Threshold based alerting on Apache logs with Redis K/V store¶
In a previous tutorial we saw how to use Redis K/V store as a cache storage. In this one we will practice the use of ComputeTag, CheckThresholds and CheckAlerts processor in conjunction with this Redis Cache.
The following job is made of 2 streaming parts :
- A main stream which parses Apache logs and store them to a Redis cache .
- A timer based stream which compute some new tags values based on cached records, check some thresholds cross and send alerts if needed.
Note
Be sure to know of to launch a logisland Docker environment by reading the prerequisites section
The full logisland job for this tutorial is already packaged in the tar.gz assembly and you can find it here :
docker exec -i -t conf_logisland_1 vim conf/threshold-alerting.yml
We will start by explaining each part of the config file.

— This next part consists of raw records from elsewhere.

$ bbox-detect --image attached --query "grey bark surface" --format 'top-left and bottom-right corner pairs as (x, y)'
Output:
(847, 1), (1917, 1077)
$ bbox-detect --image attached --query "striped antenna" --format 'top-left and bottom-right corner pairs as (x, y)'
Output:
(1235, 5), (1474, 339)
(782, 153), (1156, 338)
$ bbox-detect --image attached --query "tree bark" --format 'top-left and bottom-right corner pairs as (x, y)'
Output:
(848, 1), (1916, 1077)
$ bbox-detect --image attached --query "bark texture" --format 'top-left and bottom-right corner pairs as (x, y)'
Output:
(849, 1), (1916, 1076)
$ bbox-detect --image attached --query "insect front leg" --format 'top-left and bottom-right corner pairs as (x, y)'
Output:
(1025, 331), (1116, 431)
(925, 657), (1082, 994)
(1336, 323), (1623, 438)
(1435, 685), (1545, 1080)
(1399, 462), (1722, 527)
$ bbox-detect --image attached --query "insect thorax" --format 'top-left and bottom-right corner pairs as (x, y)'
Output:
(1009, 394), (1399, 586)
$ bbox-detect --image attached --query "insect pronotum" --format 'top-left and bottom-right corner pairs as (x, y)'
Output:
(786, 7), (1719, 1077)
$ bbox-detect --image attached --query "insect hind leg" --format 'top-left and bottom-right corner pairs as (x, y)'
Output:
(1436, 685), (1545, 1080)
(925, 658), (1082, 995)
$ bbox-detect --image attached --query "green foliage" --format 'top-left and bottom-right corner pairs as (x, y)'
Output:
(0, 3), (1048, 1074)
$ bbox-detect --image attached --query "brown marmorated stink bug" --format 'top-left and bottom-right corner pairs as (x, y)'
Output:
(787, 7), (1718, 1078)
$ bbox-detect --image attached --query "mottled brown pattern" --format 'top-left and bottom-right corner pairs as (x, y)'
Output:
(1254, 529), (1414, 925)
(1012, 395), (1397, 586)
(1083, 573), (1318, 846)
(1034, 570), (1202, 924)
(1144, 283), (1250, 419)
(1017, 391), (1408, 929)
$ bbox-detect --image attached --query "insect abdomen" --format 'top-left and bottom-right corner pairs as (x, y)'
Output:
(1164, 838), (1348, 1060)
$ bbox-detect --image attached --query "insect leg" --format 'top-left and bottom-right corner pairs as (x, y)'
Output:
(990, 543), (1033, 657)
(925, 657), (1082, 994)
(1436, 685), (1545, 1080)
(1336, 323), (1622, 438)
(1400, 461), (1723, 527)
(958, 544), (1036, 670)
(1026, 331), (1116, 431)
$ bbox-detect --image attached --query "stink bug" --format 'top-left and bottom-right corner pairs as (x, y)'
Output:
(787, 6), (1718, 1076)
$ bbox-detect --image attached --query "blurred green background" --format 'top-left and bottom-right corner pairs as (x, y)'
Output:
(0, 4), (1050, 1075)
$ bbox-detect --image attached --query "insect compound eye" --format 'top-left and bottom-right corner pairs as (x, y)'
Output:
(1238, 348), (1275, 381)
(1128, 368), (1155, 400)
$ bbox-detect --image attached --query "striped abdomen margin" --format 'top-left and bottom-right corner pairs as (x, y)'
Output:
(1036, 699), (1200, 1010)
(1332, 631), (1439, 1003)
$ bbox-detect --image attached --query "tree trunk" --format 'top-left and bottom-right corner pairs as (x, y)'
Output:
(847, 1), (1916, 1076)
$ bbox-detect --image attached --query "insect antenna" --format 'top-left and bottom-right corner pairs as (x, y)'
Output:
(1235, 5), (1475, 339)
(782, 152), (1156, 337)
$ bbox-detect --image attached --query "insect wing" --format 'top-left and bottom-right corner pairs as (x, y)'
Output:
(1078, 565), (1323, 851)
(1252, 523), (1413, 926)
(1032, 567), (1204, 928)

1. Controller service part¶
The controllerServiceConfigurations part is here to define all services that be shared by processors within the whole job, here a Redis KV cache service that will be used later in the BulkPut
processor.
- controllerService: datastore_service
component: com.hurence.logisland.redis.service.RedisKeyValueCacheService
type: service
documentation: redis datastore service
configuration:
connection.string: localhost:6379
redis.mode: standalone
database.index: 0
communication.timeout: 10 seconds
pool.max.total: 8
pool.max.idle: 8
pool.min.idle: 0
pool.block.when.exhausted: true
pool.max.wait.time: 10 seconds
pool.min.evictable.idle.time: 60 seconds
pool.time.between.eviction.runs: 30 seconds
pool.num.tests.per.eviction.run: -1
pool.test.on.create: false
pool.test.on.borrow: false
pool.test.on.return: false
pool.test.while.idle: true
record.recordSerializer: com.hurence.logisland.serializer.JsonSerializer
2. First stream : parse logs and compute tags¶
Here the stream will read all the logs sent in logisland_raw
topic and push the processing output into logisland_events
topic as Json serialized records.
- stream: parsing_stream
component: com.hurence.logisland.stream.spark.KafkaRecordStreamParallelProcessing
type: stream
documentation: a processor that converts raw apache logs into structured log records
configuration:
kafka.input.topics: logisland_raw
kafka.output.topics: logisland_events
kafka.error.topics: logisland_errors
kafka.input.topics.serializer: none
kafka.output.topics.serializer: com.hurence.logisland.serializer.KryoSerializer
kafka.error.topics.serializer: com.hurence.logisland.serializer.JsonSerializer
kafka.metadata.broker.list: sandbox:9092
kafka.zookeeper.quorum: sandbox:2181
kafka.topic.autoCreate: true
kafka.topic.default.partitions: 4
kafka.topic.default.replicationFactor: 1
Within this stream a SplitText
processor takes a log line as a String and computes a Record
as a sequence of fields.
- processor: apache_parser
component: com.hurence.logisland.processor.SplitText
type: parser
documentation: a parser that produce events from an apache log REGEX
configuration:
value.regex: (\S+)\s+(\S+)\s+(\S+)\s+\[([\w:\/]+\s[+\-]\d{4})\]\s+"(\S+)\s+(\S+)\s*(\S*)"\s+(\S+)\s+(\S+)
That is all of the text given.